Municipal authority in Philadelphia

Old City Special Services District of Philadelphia is a municipal authority providing business improvement district services in the Old City neighborhood of Center City, Philadelphia.

==Services==

===Sidewalk cleaning===
The Old City Special Services District has a program of sidewalk cleaning with uniformed crews to sweep and clean sidewalks with hand brooms during the day. These uniformed crews also remove graffiti from poles and signs. The District also encourages and responds to complaints about graffiti from the public. The Philadelphia Streets Department cleans the cart-ways from curb line to curb line and empties the public trash receptacles.

===Security===
The 6th Philadelphia Police District and the Old City Special Services District work together to improve safety and security for visitors, businesses and residents.

===Marketing===
To encourage and increase the commercial, retail, and cultural activities in the District, the Old City Special Services District supports marketing and promotional initiatives to enhance the public image of Old City.
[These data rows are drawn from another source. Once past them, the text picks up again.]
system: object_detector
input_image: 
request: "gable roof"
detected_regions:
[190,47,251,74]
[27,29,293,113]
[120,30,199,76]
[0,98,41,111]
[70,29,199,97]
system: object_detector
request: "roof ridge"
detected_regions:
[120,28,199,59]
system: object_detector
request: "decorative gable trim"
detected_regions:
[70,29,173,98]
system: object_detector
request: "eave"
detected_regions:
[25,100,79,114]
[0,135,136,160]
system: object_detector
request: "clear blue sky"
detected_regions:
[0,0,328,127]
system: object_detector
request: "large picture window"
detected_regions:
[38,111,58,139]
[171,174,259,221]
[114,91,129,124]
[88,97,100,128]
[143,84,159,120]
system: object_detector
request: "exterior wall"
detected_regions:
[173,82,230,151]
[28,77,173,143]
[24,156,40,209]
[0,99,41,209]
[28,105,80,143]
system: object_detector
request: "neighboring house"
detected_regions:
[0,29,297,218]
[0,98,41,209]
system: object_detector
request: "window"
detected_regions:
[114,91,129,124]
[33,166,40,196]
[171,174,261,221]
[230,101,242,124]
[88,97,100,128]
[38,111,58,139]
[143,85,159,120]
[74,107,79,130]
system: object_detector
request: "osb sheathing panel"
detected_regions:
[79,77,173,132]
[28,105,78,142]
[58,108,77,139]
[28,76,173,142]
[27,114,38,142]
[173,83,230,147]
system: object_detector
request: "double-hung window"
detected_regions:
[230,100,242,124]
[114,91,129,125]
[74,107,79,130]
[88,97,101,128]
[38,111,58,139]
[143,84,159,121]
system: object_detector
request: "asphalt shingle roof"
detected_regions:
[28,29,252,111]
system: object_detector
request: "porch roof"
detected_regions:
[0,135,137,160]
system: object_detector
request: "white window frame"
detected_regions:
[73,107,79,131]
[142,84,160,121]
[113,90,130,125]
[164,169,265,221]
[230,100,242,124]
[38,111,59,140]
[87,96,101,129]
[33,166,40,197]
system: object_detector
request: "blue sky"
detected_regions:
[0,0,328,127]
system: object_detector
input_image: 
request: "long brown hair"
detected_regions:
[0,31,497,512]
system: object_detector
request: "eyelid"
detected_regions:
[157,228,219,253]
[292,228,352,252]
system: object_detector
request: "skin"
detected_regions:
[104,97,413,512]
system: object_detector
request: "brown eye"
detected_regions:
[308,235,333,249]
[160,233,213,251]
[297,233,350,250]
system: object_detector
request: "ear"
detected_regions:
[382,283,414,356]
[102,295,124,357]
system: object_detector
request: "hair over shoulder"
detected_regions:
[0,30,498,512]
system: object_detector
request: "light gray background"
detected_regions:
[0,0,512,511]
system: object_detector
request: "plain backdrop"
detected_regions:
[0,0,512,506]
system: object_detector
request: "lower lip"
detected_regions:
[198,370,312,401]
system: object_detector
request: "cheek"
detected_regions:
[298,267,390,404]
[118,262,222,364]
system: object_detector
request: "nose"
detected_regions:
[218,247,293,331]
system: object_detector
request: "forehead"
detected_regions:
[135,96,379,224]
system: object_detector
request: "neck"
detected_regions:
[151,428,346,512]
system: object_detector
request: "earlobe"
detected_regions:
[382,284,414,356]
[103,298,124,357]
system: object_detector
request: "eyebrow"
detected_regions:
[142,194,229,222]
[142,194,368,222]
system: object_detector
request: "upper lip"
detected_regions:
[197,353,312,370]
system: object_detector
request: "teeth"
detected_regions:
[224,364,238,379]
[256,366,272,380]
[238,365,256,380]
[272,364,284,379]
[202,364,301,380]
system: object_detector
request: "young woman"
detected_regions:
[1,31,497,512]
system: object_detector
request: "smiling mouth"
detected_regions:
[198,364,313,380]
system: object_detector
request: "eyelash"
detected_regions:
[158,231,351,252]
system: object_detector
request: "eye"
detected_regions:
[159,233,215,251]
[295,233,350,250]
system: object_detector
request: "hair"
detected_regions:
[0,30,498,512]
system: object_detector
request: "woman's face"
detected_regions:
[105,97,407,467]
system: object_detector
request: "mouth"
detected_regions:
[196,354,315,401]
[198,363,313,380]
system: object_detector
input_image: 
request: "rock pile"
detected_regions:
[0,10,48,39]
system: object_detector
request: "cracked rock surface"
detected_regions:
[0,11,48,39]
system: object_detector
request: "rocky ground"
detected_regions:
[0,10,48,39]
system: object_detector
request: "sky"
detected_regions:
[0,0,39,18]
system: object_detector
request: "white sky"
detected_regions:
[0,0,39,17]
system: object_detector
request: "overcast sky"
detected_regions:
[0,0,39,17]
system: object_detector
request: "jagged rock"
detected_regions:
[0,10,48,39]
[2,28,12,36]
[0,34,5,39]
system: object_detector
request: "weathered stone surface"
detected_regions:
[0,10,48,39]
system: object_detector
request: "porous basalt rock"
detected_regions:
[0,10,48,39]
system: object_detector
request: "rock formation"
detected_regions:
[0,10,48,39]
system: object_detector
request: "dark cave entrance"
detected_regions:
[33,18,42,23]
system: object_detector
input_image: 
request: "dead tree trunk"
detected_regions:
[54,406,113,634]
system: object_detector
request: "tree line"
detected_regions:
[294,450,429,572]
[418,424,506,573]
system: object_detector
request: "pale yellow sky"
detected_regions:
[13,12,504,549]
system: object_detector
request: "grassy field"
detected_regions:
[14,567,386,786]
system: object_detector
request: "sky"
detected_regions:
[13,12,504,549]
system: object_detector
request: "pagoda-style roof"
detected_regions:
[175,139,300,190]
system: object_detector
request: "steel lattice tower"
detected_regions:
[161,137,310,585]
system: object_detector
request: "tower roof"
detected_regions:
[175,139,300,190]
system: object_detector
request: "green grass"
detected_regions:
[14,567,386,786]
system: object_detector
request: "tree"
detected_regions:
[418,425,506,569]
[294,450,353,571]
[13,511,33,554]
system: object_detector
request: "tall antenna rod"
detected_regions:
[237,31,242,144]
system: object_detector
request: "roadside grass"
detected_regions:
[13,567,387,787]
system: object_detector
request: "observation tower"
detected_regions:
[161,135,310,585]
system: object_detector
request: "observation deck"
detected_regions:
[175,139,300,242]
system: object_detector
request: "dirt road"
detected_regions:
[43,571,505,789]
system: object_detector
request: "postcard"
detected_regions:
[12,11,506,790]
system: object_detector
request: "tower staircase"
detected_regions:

The official website is part of those initiatives.

===Planning===

The District has developed and implemented a streetscape improvement plan.

==Funding==
Old City District is funded by an annual assessment charge on the assessed value of commercial properties within the District's boundaries.

==Administration==
The Old City Special Services District Authority has a nineteen-member Board of Directors representing Old City's property owners, occupants, workers, and business owners. An executive director, who reports to the Board of Directors, manages the activities of the District and its operations.